With a pat on the cowboy’s shoulder, which was covered with that black duster coat he wore, Lerner moved on in. Duncan was already standing in the middle of the room, feeling it all out. The place looked about like Hendricks’s room had looked
to Lerner—a complete and total shithole. The wallpaper was something between beige and reddish, but it looked brown—also, like shit—and the place smelled like someone had been whacking off and spraying their demon spunk all over the place. Which had probably happened because the inhabitant was a Sygraath.
Same bed in the same place, same shitty half-clean hotel smell that Lerner was used to. This one smelled like it might have been a smoking room at one point in time, the lingering aftereffects of cigarettes in the air after what had probably been years of absence. Or, hell, for all he knew someone had lit one up last week in the place. Lerner ran a hand over the wooden dresser and the TV as he steered past where Duncan stood. “Anything?”
Duncan was quiet for a beat before answering. “Nothing.”
“What do you mean, nothing?” Lerner asked, frowning. It wasn’t like Duncan to come up with ‘nothing.’
“He’s gone,” Duncan said. Blank eyes turned toward Lerner. “Completely gone.”
“What, did he leave and go back to Chattanooga or move out of range of your sense of him?” Lerner had seen that happen before. Wouldn’t surprise him, either, if the Sygraath had gotten jumpy and bailed. It’s what happened sometimes when OOCs came calling. The wise would pack up and leave rather than run into the storm that followed.
“No,” Duncan said, and Lerner knew him well enough to recognize that look. It wasn’t a good look.
“What the hell are you guys talking about?” Hendricks asked from the door.
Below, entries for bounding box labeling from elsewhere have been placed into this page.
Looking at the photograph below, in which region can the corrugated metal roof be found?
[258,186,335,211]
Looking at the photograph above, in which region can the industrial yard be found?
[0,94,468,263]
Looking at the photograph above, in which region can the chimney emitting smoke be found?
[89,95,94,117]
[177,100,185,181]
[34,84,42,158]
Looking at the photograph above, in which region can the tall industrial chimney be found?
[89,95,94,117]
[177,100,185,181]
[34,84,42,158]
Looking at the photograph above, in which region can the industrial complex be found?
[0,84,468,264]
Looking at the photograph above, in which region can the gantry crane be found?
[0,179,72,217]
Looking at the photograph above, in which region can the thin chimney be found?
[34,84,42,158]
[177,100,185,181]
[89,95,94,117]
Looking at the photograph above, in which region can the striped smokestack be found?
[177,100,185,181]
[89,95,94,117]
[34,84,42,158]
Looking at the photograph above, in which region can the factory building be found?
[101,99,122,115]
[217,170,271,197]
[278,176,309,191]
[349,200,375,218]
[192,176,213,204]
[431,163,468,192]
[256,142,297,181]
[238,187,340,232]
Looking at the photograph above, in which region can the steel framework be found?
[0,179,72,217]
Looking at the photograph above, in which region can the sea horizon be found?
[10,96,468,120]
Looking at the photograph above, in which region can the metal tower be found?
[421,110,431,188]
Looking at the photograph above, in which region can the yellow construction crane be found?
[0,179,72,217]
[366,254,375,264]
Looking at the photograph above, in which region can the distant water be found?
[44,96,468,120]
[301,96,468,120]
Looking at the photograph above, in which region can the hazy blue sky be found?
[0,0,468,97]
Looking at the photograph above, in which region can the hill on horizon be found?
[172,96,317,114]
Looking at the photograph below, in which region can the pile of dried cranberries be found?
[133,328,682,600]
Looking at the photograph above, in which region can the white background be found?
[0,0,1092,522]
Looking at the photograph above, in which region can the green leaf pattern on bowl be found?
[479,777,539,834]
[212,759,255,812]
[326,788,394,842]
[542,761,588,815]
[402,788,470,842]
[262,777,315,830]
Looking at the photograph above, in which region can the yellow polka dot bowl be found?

He was just leaning there, the cowboy, waiting outside the door frame looking guilty as a Frac’shaa with its hands in a baby carriage.
“He’s disappeared,” Lerner said, picking what Duncan was saying out of him without having to have him say it. “Which means he’s got some black arts working for him.” Before the cowboy could ask, he turned to head it off. “He wouldn’t disappear if he didn’t know we were on to him. Makes me worry he might have something in mind, something he’d like to be left alone to pull off. Something big.” He could see the kid wasn’t getting it, so he made it even more obvious. “Something that’ll kill enough people to satisfy him.”